スマホの自撮りでもなんでもいい。髪をまとめてレオタード姿であれば。

まだ日があるから大丈夫だと思ってたのに、ああ、今日が締切だなんて……。


「アッ、今日まででしたっけ!?」


宝塚の娘役のような高い声が響いた。のぞみさんだ。

一緒に発表会に出演するのぞみさんは、上品かつ華やかな美貌の持ち主。

同じ50代後半とは思えない。


「のぞみさんも忘れてたの?」

「え、佳代さんも?」


「今、撮ってよ、お互いを」麻子先生がサバサバした口調で言う。

「チャチャッと。それを教室のLINEに送って」


のぞみさんは、言われてもうその気になって、鏡でシニヨンのまとめ具合を気にしている。


いいわよ、大丈夫。

あなたは十分綺麗よ。

もう、何もしないで。

眉もリップももう足さないで。


「どっちからする?」

「先に私が佳代さんを撮ってあげる」


のぞみさんは、いつも親切だ。

私はスマホをバッグから取り出し、のぞみさんに渡した。

ついでにカサカサした唇にリップクリームをすり込む。


「じゃあ、佳代さん、そこに立ってみて」


私のスマホを構えるのぞみさん。
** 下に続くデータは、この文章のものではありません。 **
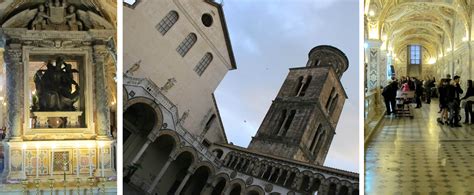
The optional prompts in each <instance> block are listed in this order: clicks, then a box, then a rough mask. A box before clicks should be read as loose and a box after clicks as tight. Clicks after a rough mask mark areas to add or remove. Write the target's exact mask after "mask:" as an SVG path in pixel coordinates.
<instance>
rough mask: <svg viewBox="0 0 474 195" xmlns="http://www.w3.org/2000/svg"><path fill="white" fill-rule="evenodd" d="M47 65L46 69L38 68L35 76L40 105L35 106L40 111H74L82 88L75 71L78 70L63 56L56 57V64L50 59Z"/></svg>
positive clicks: (36, 89)
mask: <svg viewBox="0 0 474 195" xmlns="http://www.w3.org/2000/svg"><path fill="white" fill-rule="evenodd" d="M46 67H47V69H46V70H42V69H40V70H38V71H37V72H36V74H35V77H34V81H35V86H36V94H37V97H38V101H37V102H38V104H39V106H33V108H39V111H74V110H75V108H74V103H75V102H76V101H77V100H79V93H80V90H79V85H78V84H77V83H76V81H74V79H73V73H78V71H77V70H75V69H72V68H71V65H70V64H67V63H65V61H64V58H62V57H58V58H57V59H56V64H55V65H53V64H52V62H51V61H48V62H47V65H46ZM73 85H74V86H75V91H74V92H72V86H73ZM34 111H36V110H34Z"/></svg>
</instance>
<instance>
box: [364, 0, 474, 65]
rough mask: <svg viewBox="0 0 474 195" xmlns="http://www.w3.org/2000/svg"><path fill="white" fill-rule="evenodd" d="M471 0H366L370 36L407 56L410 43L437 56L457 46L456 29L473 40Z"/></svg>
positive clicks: (388, 49) (364, 13) (393, 52)
mask: <svg viewBox="0 0 474 195" xmlns="http://www.w3.org/2000/svg"><path fill="white" fill-rule="evenodd" d="M473 2H474V1H471V0H365V10H364V11H365V13H364V14H365V18H366V28H367V29H366V31H368V33H369V34H368V38H369V39H381V40H383V41H384V45H383V47H385V48H383V49H387V50H389V51H392V52H393V53H394V54H396V55H397V56H399V57H400V58H403V57H405V56H406V53H407V52H406V49H407V45H410V44H420V45H422V47H423V49H424V51H425V53H424V59H430V58H436V57H437V56H439V55H440V54H442V52H443V49H441V48H444V49H446V48H451V49H452V47H453V46H454V35H455V34H456V32H457V31H456V30H455V29H458V31H459V29H462V31H463V32H461V33H457V34H456V36H460V35H459V34H462V36H463V37H462V38H461V39H463V41H468V40H472V39H470V37H471V35H470V33H471V30H470V29H471V26H472V22H471V20H472V18H471V17H472V16H471V15H472V13H471V12H472V8H473Z"/></svg>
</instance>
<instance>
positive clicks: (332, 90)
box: [326, 87, 336, 110]
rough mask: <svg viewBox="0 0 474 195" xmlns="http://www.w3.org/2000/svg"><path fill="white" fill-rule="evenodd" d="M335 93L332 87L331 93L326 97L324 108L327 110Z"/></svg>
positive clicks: (327, 109)
mask: <svg viewBox="0 0 474 195" xmlns="http://www.w3.org/2000/svg"><path fill="white" fill-rule="evenodd" d="M335 93H336V88H334V87H333V88H332V90H331V94H330V95H329V97H328V101H326V110H329V106H330V105H331V100H332V98H333V97H334V94H335Z"/></svg>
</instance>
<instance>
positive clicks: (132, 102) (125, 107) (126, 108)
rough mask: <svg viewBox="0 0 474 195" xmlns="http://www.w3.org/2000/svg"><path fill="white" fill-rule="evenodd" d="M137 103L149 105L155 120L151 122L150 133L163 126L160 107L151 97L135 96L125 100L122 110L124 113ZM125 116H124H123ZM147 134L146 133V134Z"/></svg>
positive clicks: (125, 112) (162, 118) (136, 104)
mask: <svg viewBox="0 0 474 195" xmlns="http://www.w3.org/2000/svg"><path fill="white" fill-rule="evenodd" d="M138 104H143V105H146V106H149V107H150V109H151V110H152V111H153V114H154V116H153V118H155V121H154V122H153V123H154V124H153V126H152V127H151V130H150V133H151V132H153V131H156V130H160V129H161V127H162V126H163V112H162V110H161V108H160V106H159V105H158V104H157V103H156V102H155V101H153V100H152V99H149V98H147V97H136V98H132V99H130V100H128V101H127V102H125V104H124V105H123V110H124V115H125V113H126V112H127V110H128V109H129V108H131V107H132V106H134V105H138ZM124 117H125V116H124ZM147 136H148V135H147Z"/></svg>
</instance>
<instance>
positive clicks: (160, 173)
mask: <svg viewBox="0 0 474 195" xmlns="http://www.w3.org/2000/svg"><path fill="white" fill-rule="evenodd" d="M175 158H176V157H174V156H170V157H169V158H168V161H166V163H165V165H164V166H163V168H161V170H160V172H159V173H158V175H157V176H156V177H155V179H154V180H153V182H152V183H151V185H150V188H148V193H152V192H153V190H154V189H155V186H156V185H157V184H158V183H159V182H160V180H161V177H163V175H164V174H165V172H166V170H167V169H168V167H169V166H170V164H171V162H173V161H174V160H175Z"/></svg>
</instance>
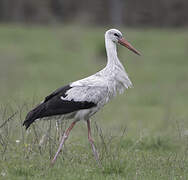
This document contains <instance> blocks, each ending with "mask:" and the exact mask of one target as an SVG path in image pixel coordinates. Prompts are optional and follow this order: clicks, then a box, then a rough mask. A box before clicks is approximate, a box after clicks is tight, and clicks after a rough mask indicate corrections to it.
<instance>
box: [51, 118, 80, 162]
mask: <svg viewBox="0 0 188 180" xmlns="http://www.w3.org/2000/svg"><path fill="white" fill-rule="evenodd" d="M76 122H77V121H74V122H73V123H72V124H71V125H70V127H69V128H68V129H67V130H66V131H65V133H64V134H63V136H62V139H61V143H60V145H59V148H58V150H57V152H56V154H55V156H54V158H53V160H52V161H51V165H54V163H55V161H56V159H57V156H58V154H59V152H60V151H61V149H62V147H63V144H64V142H65V141H66V139H67V138H68V136H69V133H70V131H71V130H72V128H73V127H74V125H75V124H76Z"/></svg>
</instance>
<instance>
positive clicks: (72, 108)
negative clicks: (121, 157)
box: [23, 29, 140, 164]
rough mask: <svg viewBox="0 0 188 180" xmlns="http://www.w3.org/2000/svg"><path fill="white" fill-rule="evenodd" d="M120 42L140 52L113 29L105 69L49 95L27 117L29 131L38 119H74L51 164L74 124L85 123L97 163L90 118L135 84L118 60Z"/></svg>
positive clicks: (130, 47)
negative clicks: (125, 90) (118, 53)
mask: <svg viewBox="0 0 188 180" xmlns="http://www.w3.org/2000/svg"><path fill="white" fill-rule="evenodd" d="M117 43H119V44H121V45H123V46H125V47H127V48H128V49H130V50H131V51H133V52H134V53H136V54H138V55H140V53H139V52H138V51H137V50H136V49H135V48H134V47H133V46H131V44H129V43H128V42H127V41H126V40H125V39H124V38H123V36H122V33H121V32H120V31H119V30H117V29H110V30H108V31H106V33H105V46H106V53H107V59H108V60H107V65H106V67H105V68H104V69H102V70H101V71H99V72H97V73H96V74H94V75H91V76H89V77H87V78H84V79H81V80H78V81H75V82H72V83H70V84H68V85H66V86H63V87H61V88H59V89H57V90H55V91H54V92H52V93H51V94H50V95H49V96H47V97H46V98H45V99H44V101H43V102H42V103H40V104H39V105H38V106H36V107H35V108H34V109H32V110H31V111H30V112H29V113H28V114H27V116H26V119H25V121H24V123H23V125H24V126H25V127H26V129H27V128H28V127H29V126H30V125H31V124H32V123H33V122H34V121H35V120H36V119H39V118H43V117H48V116H55V115H63V116H64V117H65V118H67V119H74V121H73V122H72V124H71V125H70V127H69V128H68V129H67V130H66V131H65V133H64V134H63V136H62V139H61V143H60V145H59V148H58V151H57V152H56V154H55V156H54V158H53V160H52V162H51V163H52V164H54V163H55V161H56V158H57V156H58V154H59V152H60V150H61V148H62V147H63V144H64V142H65V140H66V139H67V138H68V136H69V133H70V131H71V130H72V128H73V127H74V125H75V124H76V123H77V122H78V121H80V120H85V121H86V122H87V128H88V140H89V142H90V144H91V147H92V150H93V154H94V156H95V159H96V161H97V162H99V156H98V153H97V151H96V148H95V145H94V141H93V139H92V137H91V130H90V117H91V116H92V115H93V114H95V113H96V112H97V111H99V110H100V109H101V108H102V107H103V106H104V105H105V104H106V103H108V102H109V100H110V99H111V98H112V97H114V96H116V94H117V92H119V93H122V92H123V91H124V90H125V89H128V88H129V87H131V86H132V83H131V81H130V79H129V77H128V75H127V73H126V71H125V69H124V67H123V65H122V64H121V62H120V61H119V59H118V57H117V50H116V44H117Z"/></svg>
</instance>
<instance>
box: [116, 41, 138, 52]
mask: <svg viewBox="0 0 188 180" xmlns="http://www.w3.org/2000/svg"><path fill="white" fill-rule="evenodd" d="M118 43H120V44H121V45H123V46H125V47H126V48H128V49H130V50H131V51H133V52H134V53H136V54H138V55H141V54H140V53H139V52H138V51H137V50H136V49H135V48H134V47H133V46H132V45H131V44H130V43H129V42H128V41H126V40H125V39H124V38H121V39H119V40H118Z"/></svg>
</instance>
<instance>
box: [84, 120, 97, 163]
mask: <svg viewBox="0 0 188 180" xmlns="http://www.w3.org/2000/svg"><path fill="white" fill-rule="evenodd" d="M87 128H88V140H89V142H90V144H91V147H92V150H93V154H94V156H95V159H96V161H97V163H98V164H99V165H100V162H99V155H98V152H97V150H96V148H95V145H94V141H93V139H92V137H91V128H90V121H89V120H87Z"/></svg>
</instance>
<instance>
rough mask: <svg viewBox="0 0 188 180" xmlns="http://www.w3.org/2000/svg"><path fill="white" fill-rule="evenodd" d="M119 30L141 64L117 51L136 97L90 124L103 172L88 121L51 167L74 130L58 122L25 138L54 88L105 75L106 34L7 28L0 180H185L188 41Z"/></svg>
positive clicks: (175, 38) (152, 29)
mask: <svg viewBox="0 0 188 180" xmlns="http://www.w3.org/2000/svg"><path fill="white" fill-rule="evenodd" d="M121 31H122V32H123V34H125V37H126V38H127V39H128V40H129V41H130V42H131V43H132V44H133V45H134V46H135V47H136V48H137V49H138V50H139V51H141V52H142V56H141V57H138V56H136V55H135V54H133V53H131V52H129V51H128V50H127V49H124V48H123V47H119V48H118V50H119V58H120V59H121V61H122V63H123V64H124V65H125V68H126V69H127V71H128V73H129V76H130V78H131V80H132V82H133V84H134V88H133V89H129V90H128V91H126V93H124V94H123V95H120V96H117V97H116V98H115V99H114V100H113V101H112V102H111V103H109V104H108V105H106V106H105V107H104V109H103V110H102V111H101V112H99V113H98V114H97V115H96V116H95V117H93V121H92V127H93V128H92V130H93V131H92V134H93V137H94V139H95V142H96V146H97V149H98V151H99V154H100V160H101V163H102V168H99V167H98V166H97V164H96V163H95V161H94V158H93V155H92V151H91V148H90V146H89V143H88V141H87V130H86V125H85V123H82V122H80V123H78V125H77V126H76V127H75V128H74V130H73V132H71V135H70V137H69V140H68V141H67V142H66V146H65V147H64V149H63V155H62V154H61V155H60V157H59V159H58V160H57V162H56V164H55V166H54V167H53V168H50V167H49V163H50V158H51V157H52V156H53V155H54V153H55V151H56V150H57V147H58V142H59V136H60V134H61V133H62V132H63V131H64V130H65V128H66V127H67V126H68V125H69V124H70V121H62V122H61V126H60V127H61V128H60V130H59V131H57V129H56V124H55V122H56V121H54V119H51V120H48V121H38V122H36V123H35V124H34V125H33V126H32V127H31V128H30V130H28V131H25V129H24V128H23V127H22V122H23V121H24V118H25V115H26V113H27V112H28V111H29V110H30V109H31V108H32V107H33V106H34V105H36V104H37V103H38V102H40V101H41V100H42V99H43V98H44V97H45V96H46V95H48V94H49V93H50V92H52V91H53V90H54V89H56V88H58V87H60V86H62V85H65V84H67V83H69V82H70V81H74V80H77V79H80V78H83V77H86V76H88V75H91V74H92V73H95V72H96V71H99V70H100V69H101V68H103V67H104V66H105V63H106V57H105V52H104V39H103V38H104V37H103V34H104V32H105V29H104V28H96V27H95V28H92V27H84V28H80V27H78V26H76V25H74V26H73V25H69V26H60V27H53V28H52V27H39V26H16V25H0V37H1V41H0V64H1V65H0V84H1V86H0V95H1V96H0V102H1V107H0V125H1V124H2V123H4V122H5V124H4V125H3V127H1V128H0V179H6V180H7V179H11V180H12V179H15V180H16V179H19V180H20V179H36V180H39V179H68V180H69V179H101V180H102V179H130V180H133V179H138V180H139V179H141V180H142V179H144V180H147V179H148V180H151V179H160V180H161V179H173V180H176V179H177V180H179V179H188V155H187V153H188V151H187V150H188V144H187V138H188V121H187V119H188V111H187V107H188V101H187V99H188V93H187V89H188V83H187V82H188V71H187V66H188V61H187V56H188V33H187V31H186V30H184V29H180V30H178V29H174V30H173V29H161V30H159V29H136V30H135V29H124V28H122V29H121ZM124 32H125V33H124ZM14 112H17V113H16V114H15V115H14V116H13V117H12V118H10V119H8V117H10V116H11V115H12V114H13V113H14ZM7 119H8V121H7Z"/></svg>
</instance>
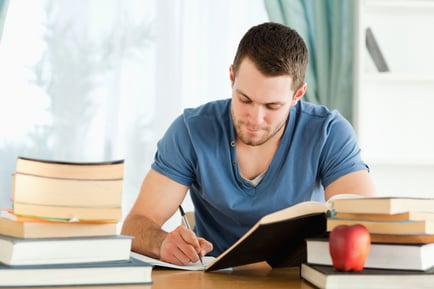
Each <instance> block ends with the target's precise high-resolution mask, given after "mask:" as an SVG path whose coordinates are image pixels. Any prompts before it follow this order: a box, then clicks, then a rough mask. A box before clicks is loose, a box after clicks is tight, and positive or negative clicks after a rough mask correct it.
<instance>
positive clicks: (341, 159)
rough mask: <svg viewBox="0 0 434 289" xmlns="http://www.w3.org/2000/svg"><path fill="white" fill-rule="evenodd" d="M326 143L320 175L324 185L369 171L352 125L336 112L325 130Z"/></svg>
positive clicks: (322, 154) (323, 185)
mask: <svg viewBox="0 0 434 289" xmlns="http://www.w3.org/2000/svg"><path fill="white" fill-rule="evenodd" d="M324 133H325V134H326V135H325V137H326V141H325V143H324V147H323V149H322V153H321V156H320V175H321V180H322V184H323V186H324V187H327V186H328V185H329V184H330V183H332V182H333V181H335V180H336V179H338V178H339V177H341V176H344V175H346V174H349V173H352V172H355V171H360V170H368V169H369V168H368V166H367V165H366V164H365V163H364V162H363V161H362V159H361V155H360V154H361V150H360V147H359V145H358V142H357V137H356V134H355V132H354V129H353V127H352V126H351V124H350V123H349V122H348V121H347V120H346V119H345V118H344V117H342V115H341V114H339V113H338V112H336V114H335V117H334V118H333V119H332V120H331V121H330V122H328V123H327V127H326V129H325V130H324Z"/></svg>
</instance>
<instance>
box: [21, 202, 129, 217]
mask: <svg viewBox="0 0 434 289" xmlns="http://www.w3.org/2000/svg"><path fill="white" fill-rule="evenodd" d="M12 205H13V211H14V213H15V214H16V215H22V216H31V217H37V218H46V219H55V220H64V221H68V220H82V221H83V220H86V221H108V222H119V221H120V220H121V218H122V208H121V207H102V208H101V207H91V206H89V207H74V206H55V205H38V204H29V203H20V202H13V203H12Z"/></svg>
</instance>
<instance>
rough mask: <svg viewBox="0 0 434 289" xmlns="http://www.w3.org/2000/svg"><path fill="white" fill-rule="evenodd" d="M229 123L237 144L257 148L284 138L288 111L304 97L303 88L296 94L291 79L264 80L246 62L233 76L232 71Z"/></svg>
mask: <svg viewBox="0 0 434 289" xmlns="http://www.w3.org/2000/svg"><path fill="white" fill-rule="evenodd" d="M230 72H231V81H232V108H231V113H232V119H233V121H234V126H235V131H236V134H237V139H238V141H241V142H242V143H244V144H246V145H250V146H259V145H262V144H264V143H266V142H267V141H269V140H270V139H274V140H278V139H280V137H281V136H282V134H283V131H284V128H285V124H286V120H287V118H288V115H289V110H290V109H291V107H292V106H293V105H295V104H296V103H297V102H298V100H300V98H301V97H302V96H303V94H304V92H305V90H306V85H305V84H304V85H303V86H302V87H301V88H300V89H299V90H297V92H294V90H293V89H292V78H291V77H290V76H287V75H284V76H273V77H270V76H264V75H263V74H261V72H259V70H258V69H257V68H256V66H255V65H254V63H253V62H252V61H251V60H250V59H248V58H245V59H244V60H243V61H242V63H241V65H240V67H239V71H238V72H237V73H236V75H234V71H233V70H232V67H231V69H230Z"/></svg>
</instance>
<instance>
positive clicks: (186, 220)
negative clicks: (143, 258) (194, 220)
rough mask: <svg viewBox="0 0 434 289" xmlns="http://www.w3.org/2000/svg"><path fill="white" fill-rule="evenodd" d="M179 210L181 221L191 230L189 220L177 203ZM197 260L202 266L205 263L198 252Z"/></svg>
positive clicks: (185, 225) (190, 226)
mask: <svg viewBox="0 0 434 289" xmlns="http://www.w3.org/2000/svg"><path fill="white" fill-rule="evenodd" d="M179 212H180V213H181V217H182V221H183V223H184V226H186V227H187V229H189V230H190V231H192V228H191V226H190V222H189V221H188V219H187V216H186V215H185V212H184V209H183V208H182V206H181V205H179ZM199 260H200V263H201V264H202V266H204V267H205V265H204V264H203V261H202V257H201V256H200V254H199Z"/></svg>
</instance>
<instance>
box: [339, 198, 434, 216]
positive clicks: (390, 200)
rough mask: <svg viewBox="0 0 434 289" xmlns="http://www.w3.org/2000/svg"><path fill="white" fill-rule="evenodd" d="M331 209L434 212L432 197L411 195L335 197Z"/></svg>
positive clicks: (353, 211) (368, 211) (359, 212)
mask: <svg viewBox="0 0 434 289" xmlns="http://www.w3.org/2000/svg"><path fill="white" fill-rule="evenodd" d="M333 209H334V211H335V212H336V213H359V214H389V215H390V214H399V213H405V212H425V213H434V199H431V198H411V197H374V198H353V199H336V200H335V201H334V203H333Z"/></svg>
ちょっと首をかしげる。何をしても麗しい。


「笑って~そう! すごくいい~、綺麗~」


いや、あなたが綺麗だから。


返されたスマホで自分の写真を確認する。


やっぱりあたしって頬がパンパン。イヤになる。

目が細い、全然開いてない。


「ね、あたしも佳代さんのスマホで撮ってくれない? 私のより色が綺麗だもの」

のぞみさんが言う。

「いいの?」

「うん」


のぞみさんは少し離れて立ち、そして微笑んだ。

どう撮っても、どうやっても、ブサイクになりようがないのよ、あなたは。

あたしは機械的にカメラのボタンを押し続けた。


「もういいんじゃなぁい?」

のぞみさんがおどけたように笑いながら言う。


撮ったのぞみさんの写真を開く。

綺麗。麗しい、どれもこれも。

あたしは、なかでもとびっきり美しいのぞみさんを、素早く2枚ほど消去した。スマホをのぞみさんに渡す。


「はい、選んで」

「ありがとう」


のぞみさんはスマホをのぞきこみ、楽しそうに選んでいる。

綺麗な人って心も綺麗だ。

素直で人を疑うことを知らない。